В дальний путь
Он поднял фонарь, как шпагу, и последние шаги сделал именно так, будто шёл в атаку. Но луч фонаря сыграл злую шутку, и кто бы знал за что: в окровавленном кресле с ошмётками чего-то органического, отвратно пахнущего, лежал – его отец. От него не было живого места, как если бы его обглодали дикие псы, но забыли про лицо, удовлетворившись парой зубастых поцелуев, грудь его тяжело вздымалась, дёргалась, однако его озаряла безумная улыбка: стянутые скулы к глазам, верхние окровавленные зубы раскрыты, глаза затуманены. Волос не было, только багровая кость.
Лёша стоял без движения, будто сознание не знало, как поступить с этим.
Глаза отца вздёрнулись на Лёшу и внезапно прояснились, засияв в свете фонаря:
– Здравствуй сынок, вот и свиделись! – прозвучал скрипящий, сухой, кашляющий через слово голос отца сквозь растянутую улыбку.
Лёша не мог ответить, сознание и вправду не знало и никогда не узнает, как ему отвечать такому. Лишь единственная мышца на шее, из всего его тела, производила движения, словно подсказывала остальному организму.
– Что ты стоишь, ублюдок, словно у меня на лбу что-то написано?!
Паника – это состояние невероятной реакций и внезапно высохший организм Лёши это доказывал. Глаза медленно-медленно поднялись на лоб, где, словно ножом сквозь кожу и по кости, было написано:
– Тро-о-пки-и! – читал вместе с сыном отец, специально растягивая для недотёпы сына слоги.
– Что, стоишь, ублюдок?! Дай обниму!
Труп дёрнулся, подался вперёд, разваливаясь на ходу, в стремление выскочить из машины через лобовое стекло и, если бы Лёша не успел отскочить, он бы схватил его, но промахнулся и шлёпнулся, лопнув, как пакет с водой, развалившись на гнилые потроха и личинки опарыша, копошащиеся белыми тельцами.
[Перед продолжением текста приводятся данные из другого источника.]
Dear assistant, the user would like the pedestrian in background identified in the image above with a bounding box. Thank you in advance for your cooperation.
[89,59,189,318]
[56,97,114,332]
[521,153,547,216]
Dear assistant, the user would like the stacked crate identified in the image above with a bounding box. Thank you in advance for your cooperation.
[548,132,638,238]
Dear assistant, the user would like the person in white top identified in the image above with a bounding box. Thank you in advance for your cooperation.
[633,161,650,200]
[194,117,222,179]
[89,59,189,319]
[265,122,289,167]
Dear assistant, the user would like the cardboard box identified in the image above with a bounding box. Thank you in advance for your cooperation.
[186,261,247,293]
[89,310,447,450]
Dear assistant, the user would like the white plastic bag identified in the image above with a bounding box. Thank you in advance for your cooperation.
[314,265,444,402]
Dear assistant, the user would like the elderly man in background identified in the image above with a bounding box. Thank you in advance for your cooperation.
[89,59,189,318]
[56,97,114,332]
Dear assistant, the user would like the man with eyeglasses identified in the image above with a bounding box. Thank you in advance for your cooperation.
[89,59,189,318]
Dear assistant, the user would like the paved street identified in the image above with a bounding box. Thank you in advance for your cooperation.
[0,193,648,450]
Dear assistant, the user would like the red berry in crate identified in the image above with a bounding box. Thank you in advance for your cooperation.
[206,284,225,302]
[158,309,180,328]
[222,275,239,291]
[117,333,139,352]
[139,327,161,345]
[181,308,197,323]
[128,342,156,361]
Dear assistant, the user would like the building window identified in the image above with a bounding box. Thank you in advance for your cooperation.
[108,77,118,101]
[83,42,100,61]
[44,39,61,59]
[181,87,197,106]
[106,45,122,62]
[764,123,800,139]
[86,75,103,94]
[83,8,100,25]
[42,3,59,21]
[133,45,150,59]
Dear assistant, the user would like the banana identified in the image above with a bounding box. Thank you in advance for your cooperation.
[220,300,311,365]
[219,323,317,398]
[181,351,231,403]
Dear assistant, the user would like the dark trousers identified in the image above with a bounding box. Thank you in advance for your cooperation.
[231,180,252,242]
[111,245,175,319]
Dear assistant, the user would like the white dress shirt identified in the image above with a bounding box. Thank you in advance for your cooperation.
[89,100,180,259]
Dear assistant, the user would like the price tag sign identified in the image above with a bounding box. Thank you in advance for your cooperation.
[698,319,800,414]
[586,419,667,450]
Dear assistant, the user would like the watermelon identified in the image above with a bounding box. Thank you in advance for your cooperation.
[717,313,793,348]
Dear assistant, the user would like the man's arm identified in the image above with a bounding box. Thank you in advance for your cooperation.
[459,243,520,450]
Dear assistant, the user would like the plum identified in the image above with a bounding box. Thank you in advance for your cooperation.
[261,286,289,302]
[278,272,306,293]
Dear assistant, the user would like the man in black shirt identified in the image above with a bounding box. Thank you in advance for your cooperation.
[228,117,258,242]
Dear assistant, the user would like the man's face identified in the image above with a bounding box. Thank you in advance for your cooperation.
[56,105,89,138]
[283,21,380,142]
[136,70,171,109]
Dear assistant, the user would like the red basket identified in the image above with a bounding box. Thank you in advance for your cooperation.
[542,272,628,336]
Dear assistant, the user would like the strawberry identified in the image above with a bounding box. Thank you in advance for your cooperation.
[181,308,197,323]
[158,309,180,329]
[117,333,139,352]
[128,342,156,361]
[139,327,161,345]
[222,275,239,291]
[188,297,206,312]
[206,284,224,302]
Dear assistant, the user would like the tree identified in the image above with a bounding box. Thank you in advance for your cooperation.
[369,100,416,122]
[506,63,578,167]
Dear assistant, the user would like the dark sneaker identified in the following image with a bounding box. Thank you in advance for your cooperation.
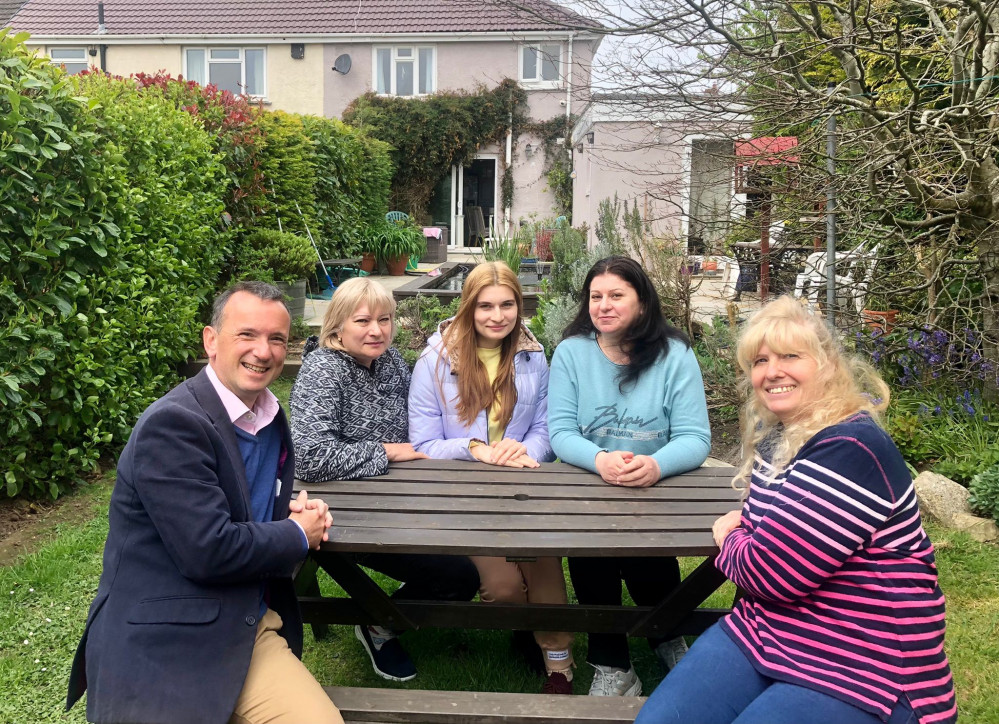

Лёша не видел этого и даже не слышал – он бежал, чувствуя ржавую влажную прохладу от тысяч разлагающихся металлических валунов, знал, что уже не увидит заливающейся гиеньим смехом головы своего отца, ведь её скрыл туман и был всё ближе и ближе, потому что зов всесильной воли исчез. Но даже сквозь белую мглу голова доставала Лёшу отчего-то радостным скрипом:
– Ты не нужен мне! Не нужен никому! Ха-ха-ха! А-а-а!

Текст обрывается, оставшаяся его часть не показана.